Entre sa médina et le Corinthia, un mur, enfin une muraille, je m'explique...
BAB AL-JEDID Au pied des murailles puniques de la médina de Tripoli, sous un toit de jonc où filtre le soleil par lames poussiéreuses, sur une chaise de plastique blanc qui flaire bon la mondialisation, des retraités (le vrai sens du mot “retraite”) collent leurs yeux à deux doigts d'une feuille pour y inscrire les scores d'une énième partie de carte. A quelques pas de là, de petits marchés improvisés (photo) disparaissent en un clin d'oeil à l'arrivée des policiers. Plus une trace des téléphones portables et des bouteilles de parfums que l'on utilise ici avec la même générosité.

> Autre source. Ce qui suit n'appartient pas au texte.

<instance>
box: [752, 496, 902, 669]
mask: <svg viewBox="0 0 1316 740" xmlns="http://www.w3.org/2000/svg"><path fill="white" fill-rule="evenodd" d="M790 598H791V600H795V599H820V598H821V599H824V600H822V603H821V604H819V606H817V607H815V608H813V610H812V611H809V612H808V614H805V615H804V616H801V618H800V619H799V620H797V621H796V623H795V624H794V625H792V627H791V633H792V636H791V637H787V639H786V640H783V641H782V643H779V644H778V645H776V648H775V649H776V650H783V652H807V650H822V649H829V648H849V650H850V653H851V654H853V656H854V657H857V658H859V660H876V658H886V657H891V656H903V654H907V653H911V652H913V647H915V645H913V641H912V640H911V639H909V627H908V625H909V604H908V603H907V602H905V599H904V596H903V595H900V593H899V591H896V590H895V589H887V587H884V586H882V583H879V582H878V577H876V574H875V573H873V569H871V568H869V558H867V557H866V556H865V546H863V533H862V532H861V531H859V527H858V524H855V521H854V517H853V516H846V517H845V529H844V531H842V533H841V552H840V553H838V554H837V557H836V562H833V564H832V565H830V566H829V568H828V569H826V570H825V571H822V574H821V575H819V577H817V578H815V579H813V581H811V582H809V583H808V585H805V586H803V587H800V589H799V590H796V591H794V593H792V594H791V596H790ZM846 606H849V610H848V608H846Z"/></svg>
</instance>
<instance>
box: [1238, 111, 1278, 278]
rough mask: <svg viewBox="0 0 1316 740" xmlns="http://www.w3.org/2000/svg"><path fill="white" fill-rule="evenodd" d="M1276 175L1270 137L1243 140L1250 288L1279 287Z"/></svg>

La muraille entamée par le vent, la pluie et le temps offre des nids de luxe aux oiseaux. Les escaliers qui mènent à son sommet servent aussi de pissoirs pour les chalands et de plateforme à photographie pour les touristes qui se tiennent le nez en redescendant. Près des murailles, deux hommes se battent. Il n'y a pas de théâtre à Tripoli, alors les gens s'arrêtent et regardent deux hommes se battre. L'un tombe sur une montagne de sandales en plastiques. Tout le monde rit. C'est la fin du spectacle. Après un temps, le spectacle reprend, sous une autre allure : une femme à la démarche aussi ample que ses vêtements sont exigus.
... de l'autre côté de la muraille se dresse le Corinthia, l'unique cinq étoiles du pays....
CORINTHIA Sur un balcon, une violoniste ukrainienne et une pianiste libyenne meublent un silence feutré qui ne s'entendrait pas, à coup sûr, avec Bab al-Jedid. Autour de la table, sur des chaises en velours, trois autres Helvètes et un ami libyen. Liliane Pescini (tout à droite), Tessinoise responsable des visas à l'ambassade, assistait la veille à un défilé de mode, ici, au Corinthia, un défilé qui eut deux heures de retard à cause d'une invitée surprise, la princesse de Monaco. Eliane Kiener (à sa gauche), Lucernoise travaille pour le Haut Commisariat des Nations Unies pour les Réfugiés (la Libye n'a pas ratifié la convention sur les réfugiés). Marc Sahli (tout à gauche) que je remercie pour le festin et le Forgeron harmonieux de Haendel qu'il m'a fait découvrir au piano.
Entre la médina et le Corinthia, entre les chaises en plastique et celles en velours, Tarablous.